(June 12, 2015) Culinary history can be a subject of much debate due to the lack of documentation. Various views of specificity can also raise the realm of discrepancy.
In addition, the many myths that follow the natural discourse of cookery must be deciphered between fact and fiction. Ice cream is a topic that exemplifies the theory of ambiguous antiquity.
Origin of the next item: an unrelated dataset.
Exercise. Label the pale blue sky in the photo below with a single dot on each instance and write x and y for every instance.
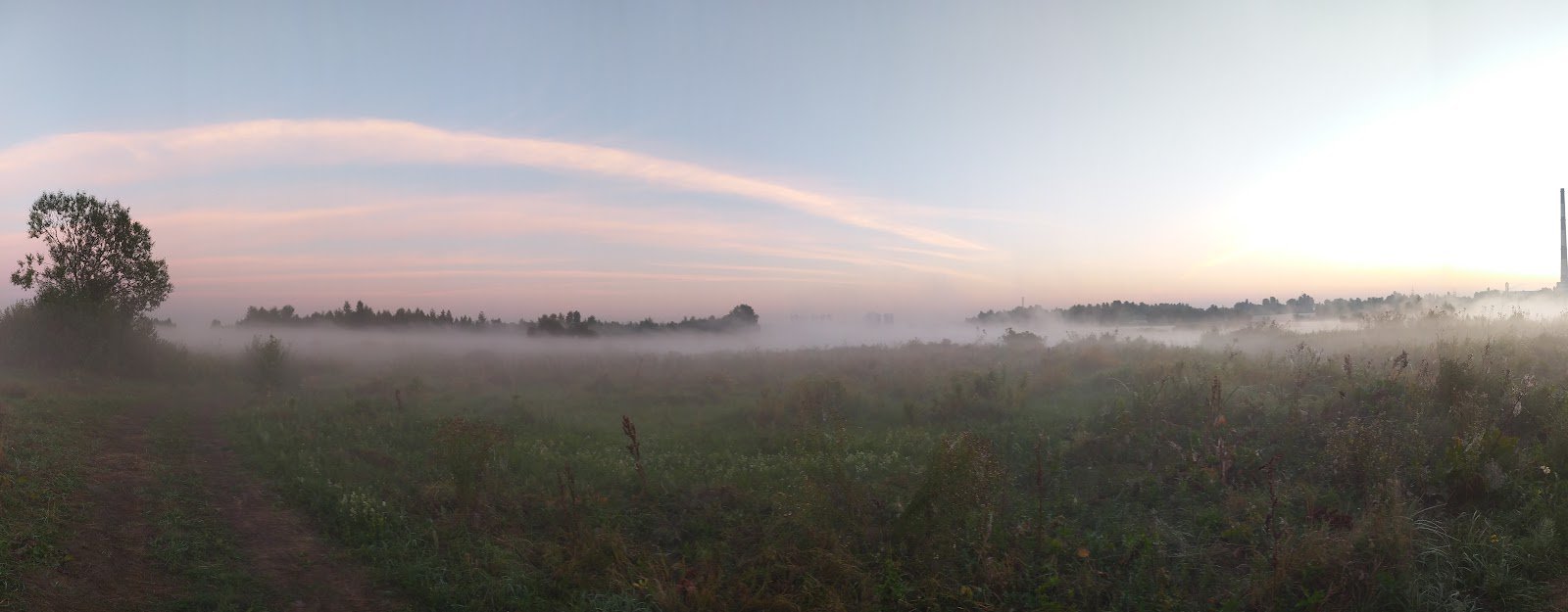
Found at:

Some sources say the ancient Romans invented ice cream; others believe Marco Polo brought the discovery back to Italy from China. All agree that Catherine de Medici introduced the French to ice cream when she married the future King Henri II. Not to be outdone by Europeans, some Americans have claimed that ice cream was first made by Martha Washington or brought to this country from France by Thomas Jefferson. Some of the assertions have validity; but perceiving ice cream as we know it today may be the culprit for some of the misunderstanding.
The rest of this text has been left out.